Cyd Charisse Is an Embroider, 2001, 2 b/w laser prints on canvas with metallic embroidery and golden frame, 59 x 49 cm each, courtesy of Doron Sebbag Art Collection, ORS Ltd., Tel Aviv
Francesco Vezzoli's works are characterized by a combination of elegance, wild camp, melodrama, melancholy and decadent beauty. They are suffused with allusions to, and quotations from, both "high" and "low" culture - and are pervaded by the influences of classical Hollywood films, Italian cinema, fashion and art history. Vezzoli first became known for his embroidery works during the 1990s. As an art student in London, he chose to focus on understated "female" crafts as a form of protest against the grandiose vigor that characterized the work of most Young British Artists during that time. In the three chapters of "An Embroidered Trilogy," Vezzoli himself is seen embroidering nonchalantly beside well-known Italian divas, while they act out dramatic scenes. His video works are composed of endless quotations and puns woven together to form an ironic homage to his favorite icons, and to the handicraft tradition he associates with them.
OK, the Praz is Right!, the first work in this trilogy, takes place in the home of the art and culture critic Mario Praz. Vezzoli embroiders this scholar's portrait as he sits on a couch embroidered by Praz himself, while the singer Iva Zanicchi sings her song "La Riva Bianca La Riva Nera" - which tells of two wounded enemy soldiers who befriend one another.

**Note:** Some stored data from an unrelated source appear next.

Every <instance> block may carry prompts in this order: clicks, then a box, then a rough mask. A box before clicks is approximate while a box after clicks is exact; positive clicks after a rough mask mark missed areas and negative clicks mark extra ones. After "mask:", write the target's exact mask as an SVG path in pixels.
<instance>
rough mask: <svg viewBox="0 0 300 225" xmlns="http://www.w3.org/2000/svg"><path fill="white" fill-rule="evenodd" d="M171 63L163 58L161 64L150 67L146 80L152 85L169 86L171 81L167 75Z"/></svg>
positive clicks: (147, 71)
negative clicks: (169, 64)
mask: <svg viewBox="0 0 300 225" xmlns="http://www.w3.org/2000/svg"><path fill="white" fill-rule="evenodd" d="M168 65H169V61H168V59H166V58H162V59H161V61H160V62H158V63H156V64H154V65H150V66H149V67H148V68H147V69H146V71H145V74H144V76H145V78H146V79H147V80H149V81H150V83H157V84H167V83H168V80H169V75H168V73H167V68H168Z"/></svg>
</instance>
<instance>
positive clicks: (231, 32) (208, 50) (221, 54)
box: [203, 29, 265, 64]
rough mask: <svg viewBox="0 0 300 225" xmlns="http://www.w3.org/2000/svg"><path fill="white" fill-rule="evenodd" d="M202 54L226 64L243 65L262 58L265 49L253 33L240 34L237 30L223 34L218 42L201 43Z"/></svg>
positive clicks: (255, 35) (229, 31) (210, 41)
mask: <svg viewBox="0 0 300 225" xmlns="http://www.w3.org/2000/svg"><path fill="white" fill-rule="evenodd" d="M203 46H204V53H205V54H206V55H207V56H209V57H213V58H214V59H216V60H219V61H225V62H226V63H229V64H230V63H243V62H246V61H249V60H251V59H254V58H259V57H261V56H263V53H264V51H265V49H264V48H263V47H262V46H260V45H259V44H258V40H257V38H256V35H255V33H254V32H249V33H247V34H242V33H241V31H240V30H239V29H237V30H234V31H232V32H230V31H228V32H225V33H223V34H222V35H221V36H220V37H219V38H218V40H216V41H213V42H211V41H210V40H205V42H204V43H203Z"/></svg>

Zanicchi is known in Italy as the hostess of the TV program "OK, the Price is Right," upon which the word play in the title of the work is based. This work also relates to Luciano Visconti's film "Conversation Piece" (1974), in which one of the characters was partially inspired by Praz. Moreover, one of Iva Zanicchi's hits accompanies a scene in Visconti's film.
The Dream of Venus, the second episode in this trilogy, stars the comic actress Franca Valeri, who falls asleep on an embroidered couch created by the actress Silvana Mangano. In her dream she appears as a dancer in a night club, wearing an evening dress designed by Roberto Capucci. Vezzoli appears in this work seated on a heavy motorcycle and embroidering Mangano's features. The song "The Model," played by the German band "Kraftwerk," can be heard in the background. The name of this work is a play on the name of the film "The Sign of Venus," which starred Franca Valeri. Capucci designed Mangano's clothing for Pier Paolo Pasolini's film "Theorem."
The End (Teleteatro) is the final chapter of this trilogy. The words of the Beatles song "Help!" are dramatically recited by the theater actress Valentina Cortese. She is seen roaming around her house in Milano, which is filled with numerous items she herself has embroidered. Oblivious to Cortese's call for help, Vezzoli - whose forehead appears to have been injured - sits and embroiders the portrait of director Douglas Sirk, the greatest director of Hollywood melodramas.
In embroidery works like the ones displayed in the exhibition, Vezzoli embroiders on printed portraits of former divas, delicately adding on tears, blood or makeup. In doing so, he supplies these distant icons with a personal and human form of touch. Vezzoli regards the act of embroidery as a metaphor for his obsessive attempts to draw close to his favorite icons, to appropriate them and to reproduce them. Cyd Charisse was a dancer and actress during Hollywood's golden age. She is known for appearing alongside Fred Astaire ("The Band Wagon," 1953) and Gene Kelly ("it's Always Fair Weather," 1955).